Setelah arah jarum jam menunjukan
pukul 22.00, aku bergegas berangkat menuju kampus diantar dengan Ibu dengan
mengendarai motor. Setibanya di depan kampus aku bertemu dengan teman-teman
yang sedang menungguku sejak lama, kami pun bergegas menuju bus yang sedang
menunggu kami.
Sebagian
teman-teman sudah berada di dalam bus beserta dosen pengampu mata kuliah
“Menulis II”, mereka bersorak sorai kegirangan tak sabar untuk segera
berangkat. Setelah waktu menunjukan pukul 00.00, bus pun segera melaju dengan
cepat membawa kami ke tempat tujuan. Di dalam bus aku duduk bersebelahan dengan
Rose dan Gina, mereka teman terbaikku. Selama di dalam bus aku merasakan kantuk
yang sangat hebat, aku pun memutuskan untuk tidur. Aku tertidur tanpa lelap
karena merasakan kakiku yang sangat pegal, bagaimana tidak? Aku tidur dengan
posisi duduk, dengan posisi yang tidak nyaman. Entah mengapa
malam itu begitu dingin menelusuk seluruh tubuhku, merenggut semua kehangatan dalam tubuhku. Ku ambil jaket yang berada
dalam tas, ku selimutkan pada tubuhku, tapi tetap saja terasa dingin. Beberapa
kali aku merubah posisi dudukku, sampai membuat Rose dan Gina terbangun dari
tidurnya. Mereka hanya tersenyum tipis melihat perangaiku, kemudian melanjutkan
tidurnya.
Tepat pukul
04.30 bus yang membawa kami pun telah sampai di masjid Istiqlal, kami
berbondong-bondong keluar dari bus untuk melaksanakan shalat subuh di mesjid
Istiqlal. Aku merasa takjub saat melihat dan melangkahkan kaki di mesjid
Istiqlal itu, begitu megah. Aku dan teman-teman pun bergegas ke toilet untuk
mengambil air wudhu, ketika sampai di toilet terpaksa aku harus mengantre untuk
mengambil wudhu. Setelah 30 menit mengantre akhirnya aku masuk ke toilet dan
mengambil air wudhu dengan cepat. Kemudian aku bergegas ke masjid untuk
melaksanakan shalat subuh, ruangannya begitu besar, aku takjub melihatnya. Aku
pun melaksanakan shalat subuh dengan tenangnya. Setelah selesai melaksanakan
shalat subuh, aku dan teman-teman bergegas kembali menuju bus untuk melanjutkan
perjalanan menuju Badan Bahasa.
Bus pun melaju
dengan cepat menuju badan bahasa, dan matahari kini mulai meninggi. Maka
dimulailah kehidupan masyarakat di Jakarta ini. Selama dalam perjalanan,
kulirik ke luar jendela. Beberapa orang mulai bersiap-siap untuk pergi bekerja,
meski dalam lelahnya, dalam kantuknya, mereka tetap tersenyum mendesah
disejuknya udara berharap mampu mengais lebih banyak rezeki dari hari
sebelumnya. Ada yang pergi berangkat kerja ke kantor, ada yang pergi berangkat
sekolah, dan lain sebagainya. Mereka terlihat terburu-buru dan berbaju rapi.

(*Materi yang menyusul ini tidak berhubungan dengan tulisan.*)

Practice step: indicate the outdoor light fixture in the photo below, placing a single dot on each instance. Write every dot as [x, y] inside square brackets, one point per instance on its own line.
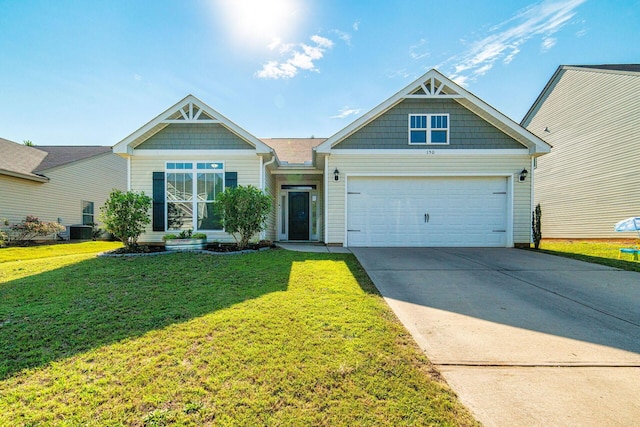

Lihatlah, jalanan kini mulai ramai dipenuhi kendaraan yang saling mendahului, sepanjang
jalan nampak terlihat gedung-gedung menjulang tinggi dengan kokohnya, saling
berhimpitan bercat lembut, seolah menyambut siapa pun yang menghampiri.
Gedung-gedung itu seolah ingin mendekati langit, jendela bertemu jendela di
lantai atas, pot-pot bunga bertebaran di halaman gedung, cukup mewah. Pun
teman-teman yang berada dalam bus, mereka kini tidak lagi tertidur, mereka sama
denganku, mereka melihat pemandangan di Jakarta ini, pemandangan yang
menakjubkan. Saking takjubnya, kami tidak berbicara apa pun, kami hanya diam
dan menyaksikan pemandangn yang tidak kami dapatkan di kota kami.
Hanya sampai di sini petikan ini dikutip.